This is partly a function of tuition, which the Wall Street Journal reports has increased at a rate of 5 percent a year. It is also a function of a flailing economy in which parents are far less able to help their children pay for college. It’s no wonder that a staggering 85 percent of 2011 college graduates are moving back home after graduation.
Still, for many, if not most, college students, the decision to take out loans to pay for a college degree will be one of the most important investments they will ever make in their future, and the cost of repayment, while historically high, will be worth it. Last month’s jobs report found that the unemployment rate among college graduates was 4.5 percent, half of the national unemployment rate. And according to a College Board report cited by the New York Times, the median bachelor’s degree recipient working full-time in 2008 made 65 percent more than the median high school graduate.
But there is a growing group of students who will find a harsh reality when they enter — or at least try to enter — the workforce. These are the students who have enrolled in the growing industry of for-profit colleges.
For-profit colleges aren’t new to the national landscape, but over the past decade their numbers have surged dramatically, creating a $23 billion industry. In 2000, about 670,000 students were enrolled in for-profit colleges. By 2008, nearly 1.8 million were enrolled, a 225 percent increase.
These companies make their profits by aggressively recruiting students and pushing them to take out large federal loans to cover the cost of tuition. Seventy-seven percent of the revenue at the five largest for-profits comes from federal student loans and grants.
That cost of attendance isn’t cheap. According to Forbes columnist Susan Adams, tuition at for-profits is twice as high as in-state public colleges and about five times as high as two-year public colleges. And while for-profits educate 11 percent of U.S. post-secondary students, those students hold 26 percent of the nation’s student loans and make up 43 percent of those who default.

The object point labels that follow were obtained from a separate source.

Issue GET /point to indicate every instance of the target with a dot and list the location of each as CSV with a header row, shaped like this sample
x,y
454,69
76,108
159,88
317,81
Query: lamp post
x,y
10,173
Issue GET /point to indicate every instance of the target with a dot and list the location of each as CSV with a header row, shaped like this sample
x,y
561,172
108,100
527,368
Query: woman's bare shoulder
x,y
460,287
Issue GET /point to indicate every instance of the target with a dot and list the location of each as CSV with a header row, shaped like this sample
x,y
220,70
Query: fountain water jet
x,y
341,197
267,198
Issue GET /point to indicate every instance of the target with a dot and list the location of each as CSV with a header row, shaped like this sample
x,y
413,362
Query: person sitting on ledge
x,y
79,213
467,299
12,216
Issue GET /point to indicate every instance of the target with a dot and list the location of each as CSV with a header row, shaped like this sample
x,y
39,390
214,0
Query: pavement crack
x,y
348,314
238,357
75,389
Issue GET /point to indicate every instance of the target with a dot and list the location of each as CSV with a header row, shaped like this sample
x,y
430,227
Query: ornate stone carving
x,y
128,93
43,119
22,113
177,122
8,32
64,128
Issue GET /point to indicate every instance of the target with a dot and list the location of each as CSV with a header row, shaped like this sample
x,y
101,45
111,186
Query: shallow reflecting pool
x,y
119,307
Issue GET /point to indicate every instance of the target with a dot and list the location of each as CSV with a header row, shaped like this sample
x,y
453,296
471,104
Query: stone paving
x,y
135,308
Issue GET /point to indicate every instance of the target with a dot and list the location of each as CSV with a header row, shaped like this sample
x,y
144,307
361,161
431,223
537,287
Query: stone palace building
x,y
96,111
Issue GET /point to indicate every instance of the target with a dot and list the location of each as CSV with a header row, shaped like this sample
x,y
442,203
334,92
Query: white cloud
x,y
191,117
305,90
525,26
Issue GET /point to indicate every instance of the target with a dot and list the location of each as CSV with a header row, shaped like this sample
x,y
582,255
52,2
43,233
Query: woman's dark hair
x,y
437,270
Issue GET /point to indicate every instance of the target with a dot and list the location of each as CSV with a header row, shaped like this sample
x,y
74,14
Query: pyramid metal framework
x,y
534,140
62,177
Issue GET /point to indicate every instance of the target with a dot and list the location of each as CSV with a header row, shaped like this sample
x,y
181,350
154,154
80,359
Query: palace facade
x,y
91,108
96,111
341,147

The problem for these students is not just that they are being strapped with outrageously high debt. It’s that they are being preyed upon, misled into enrolling at institutions that often lack accreditation and have dismal records of job placement. The University of Phoenix, for example, quadrupled its enrollment over an eight-year period by targeting vulnerable students to join its ranks. That group, according to Bloomberg News reporter Dan Golden, included an intellectually disabled woman with an IQ between 65 and 70, who, not coincidentally, qualified for federal aid.